El premio de la Feria Internacional de Guadalajara al poeta francés Yves Bonnefoy (Tours, 1923) trae al primer plano a un poeta que no es desconocido en España (abundan las traducciones de sus obras y que es, además de un inmenso poeta, un fino ensayista que consigue llenar sus páginas sobre arte y poesía con el mismo aliento transversal que llena sus poemas.

No quedará lector avisado que no se haya acercado ya a sus libros, pero por si lo hubiera, ahí van dos recomendaciones. Principio y fin de la nieve, magistralmente traducido por Jesús Munárriz y publicado en España por Hiperión, es uno de sus libros más significativos (y el que uno prefiere). Bonnefoy demuestra en él que sí, que la poesía se hace sólo con palabras, pero se hace con todo lo que las palabras llevan dentro. De hecho, Principio y fin de la nieve se toma el demorado trabajo de descascarillar la palabra nieve hasta extraer todo lo que la compone. Uno lee este libro hondo y de fondo tiene todo el tiempo ese silencio blando de la nieve. Al final, todo era nieve pero todo era la vida entera. Principio y fin de la nieve es ese monumento más duradero que el bronce que todo poeta aspira a dejar como marca de su paso por la existencia.

Una segunda recomendación para acercarse al Bonnefoy ensayista: El nombre del rey de Asiné. Apenas tiene unas cuantas páginas, lo vertió al español el poeta Arturo Carrera y lo han publicado las ejemplares ediciones de Huesos de Jibia en la Buenos Aires de Argentina, pero puede encontrarse en algunas buenas librerías de las Españas. Hablaba hace poco de lo difusa que es en ocasiones la frontera que separa el poema del ensayo en algunos de los mejores nombres del siglo XX y este es uno de esos casos; un ensayo que no debería faltar en ninguna antología del género y que es a la vez un hermoso poema en prosa sobre el rey de Asiné, un nombre vacío en el Mar de la Ilíada, y sobre el poema que le dedicó Seferis, aunque, naturalmente, es muchas más cosas que no les voy a decir porque seguro que ya han dejado de leerme para ir corriendo a por este secreto luminoso.

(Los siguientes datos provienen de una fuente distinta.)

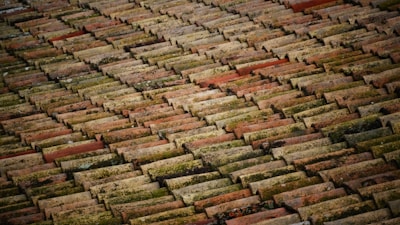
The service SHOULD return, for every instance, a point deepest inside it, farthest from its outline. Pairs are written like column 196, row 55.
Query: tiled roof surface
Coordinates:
column 200, row 112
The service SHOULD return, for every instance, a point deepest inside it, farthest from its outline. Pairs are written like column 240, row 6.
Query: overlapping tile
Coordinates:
column 157, row 95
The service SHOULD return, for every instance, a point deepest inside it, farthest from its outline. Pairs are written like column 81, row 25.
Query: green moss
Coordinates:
column 386, row 5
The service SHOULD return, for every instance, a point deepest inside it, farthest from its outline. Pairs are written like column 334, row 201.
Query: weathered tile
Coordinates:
column 220, row 208
column 180, row 212
column 265, row 217
column 368, row 217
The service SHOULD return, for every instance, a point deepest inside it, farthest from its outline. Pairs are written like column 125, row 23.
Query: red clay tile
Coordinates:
column 74, row 150
column 258, row 217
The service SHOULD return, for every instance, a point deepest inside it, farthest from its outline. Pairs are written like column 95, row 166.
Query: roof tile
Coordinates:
column 177, row 213
column 262, row 216
column 368, row 217
column 213, row 210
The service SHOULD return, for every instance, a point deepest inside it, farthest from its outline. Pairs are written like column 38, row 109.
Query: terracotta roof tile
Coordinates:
column 263, row 217
column 220, row 208
column 367, row 217
column 170, row 214
column 194, row 53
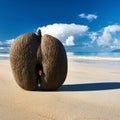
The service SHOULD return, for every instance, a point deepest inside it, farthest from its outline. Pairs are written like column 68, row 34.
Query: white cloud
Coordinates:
column 64, row 31
column 106, row 39
column 70, row 41
column 89, row 17
column 93, row 36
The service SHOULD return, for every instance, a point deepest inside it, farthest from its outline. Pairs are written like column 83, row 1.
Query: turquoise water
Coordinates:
column 3, row 56
column 101, row 54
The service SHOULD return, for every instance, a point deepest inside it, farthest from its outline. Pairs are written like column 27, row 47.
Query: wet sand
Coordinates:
column 90, row 92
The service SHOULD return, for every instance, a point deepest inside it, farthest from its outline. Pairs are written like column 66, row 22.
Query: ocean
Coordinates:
column 89, row 57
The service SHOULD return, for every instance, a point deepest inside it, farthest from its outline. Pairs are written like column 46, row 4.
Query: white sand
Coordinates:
column 91, row 92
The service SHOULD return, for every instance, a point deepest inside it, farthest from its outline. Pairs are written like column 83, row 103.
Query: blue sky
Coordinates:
column 85, row 25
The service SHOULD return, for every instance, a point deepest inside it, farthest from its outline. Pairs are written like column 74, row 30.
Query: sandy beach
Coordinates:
column 90, row 92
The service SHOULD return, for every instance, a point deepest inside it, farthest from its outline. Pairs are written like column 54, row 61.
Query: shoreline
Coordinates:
column 75, row 57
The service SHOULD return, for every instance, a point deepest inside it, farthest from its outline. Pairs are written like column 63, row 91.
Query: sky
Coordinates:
column 81, row 25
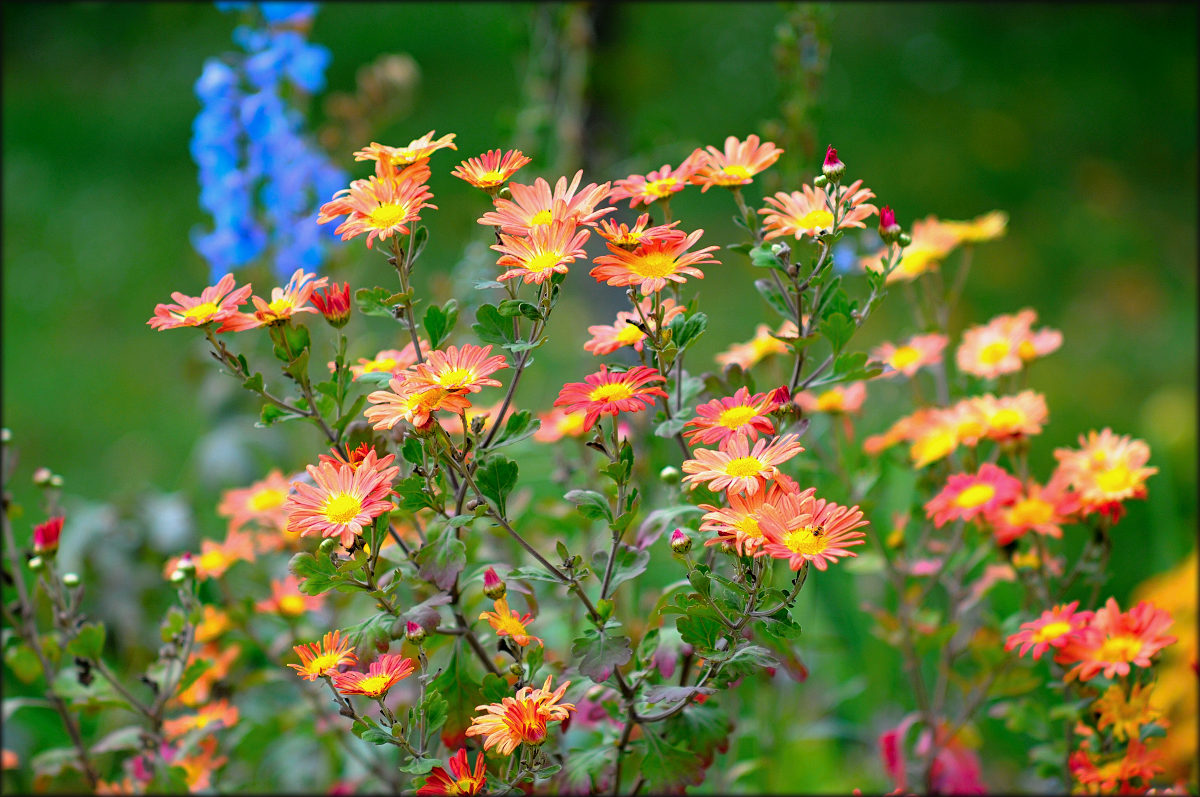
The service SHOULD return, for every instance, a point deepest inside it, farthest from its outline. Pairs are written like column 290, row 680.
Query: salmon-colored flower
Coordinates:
column 521, row 719
column 382, row 675
column 737, row 467
column 491, row 169
column 606, row 393
column 720, row 419
column 215, row 304
column 654, row 263
column 343, row 501
column 537, row 204
column 544, row 251
column 1050, row 630
column 510, row 623
column 808, row 211
column 1105, row 471
column 911, row 355
column 460, row 780
column 736, row 165
column 323, row 658
column 973, row 495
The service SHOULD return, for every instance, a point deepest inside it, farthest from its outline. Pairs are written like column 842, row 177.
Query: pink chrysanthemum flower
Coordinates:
column 537, row 204
column 807, row 211
column 606, row 393
column 607, row 339
column 215, row 304
column 737, row 165
column 911, row 355
column 1051, row 630
column 343, row 501
column 972, row 495
column 738, row 468
column 720, row 419
column 802, row 529
column 544, row 251
column 491, row 171
column 1113, row 641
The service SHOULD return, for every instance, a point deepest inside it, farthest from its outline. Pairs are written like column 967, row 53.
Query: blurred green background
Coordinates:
column 1078, row 120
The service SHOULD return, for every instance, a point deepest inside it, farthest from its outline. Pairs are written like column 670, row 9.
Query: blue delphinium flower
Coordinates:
column 262, row 177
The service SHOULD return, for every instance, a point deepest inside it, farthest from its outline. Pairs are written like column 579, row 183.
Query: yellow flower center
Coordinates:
column 342, row 508
column 975, row 496
column 611, row 391
column 809, row 539
column 744, row 466
column 994, row 353
column 737, row 417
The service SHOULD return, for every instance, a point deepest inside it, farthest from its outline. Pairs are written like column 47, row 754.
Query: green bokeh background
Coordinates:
column 1078, row 120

Naturalmente, Yves Bonnefoy es mucho más que esas dos catas. Su obra poética ha evolucionado desde un cierto hermetismo inicial a una claridad solemne (no en vano Patrick Labarthe ha seguido la huella de la tradición de los epigramas funerarios en su poesía), rebosante de ecos y pasadizos (el más profundo, tal vez, el que lleva a las resonancias medievales que ha estudiado Michel Zink, sin olvidar el impacto del monólogo shakesperiano; Bonnefoy es autor de felices traducciones del autor inglés). Su obra ensayística incluye finos libros sobre arte y dos volúmenes (más recopilación de artículos escritos a lo largo de una vida que libros unitarios, pero repletos, en cualquier caso, de sugerencias y lecturas hondas y novedosas) sobre Rimbaud y Baudelaire. Su poética, como ha escrito Jean-Claude Pinson, si bien está lejos de cualquier moralismo, ahonda en la idea de compasión, como otros grandes poetas de nuestro tiempo, con Czeslaw Milosz a la cabeza.

Un volumen reciente, titulado L’Inachevable, reúne las entrevistas concedidas por Bonnefoy entre 1990 y 2010. No diría uno que es un libro menor, repleto como está de intuiciones luminosas y senderos tan poco transitados como el que eligió Robert Frost. Dice Bonnefoy: “¿Qué somos sino el equilibrio que por un instante se establece entre nuestras nostalgias, nuestros remordimientos, nuestras aspiraciones, nuestras certidumbres, nuestras alegrías?” Y nos vamos caminando, pensando en sus palabras con un silencio de nieve.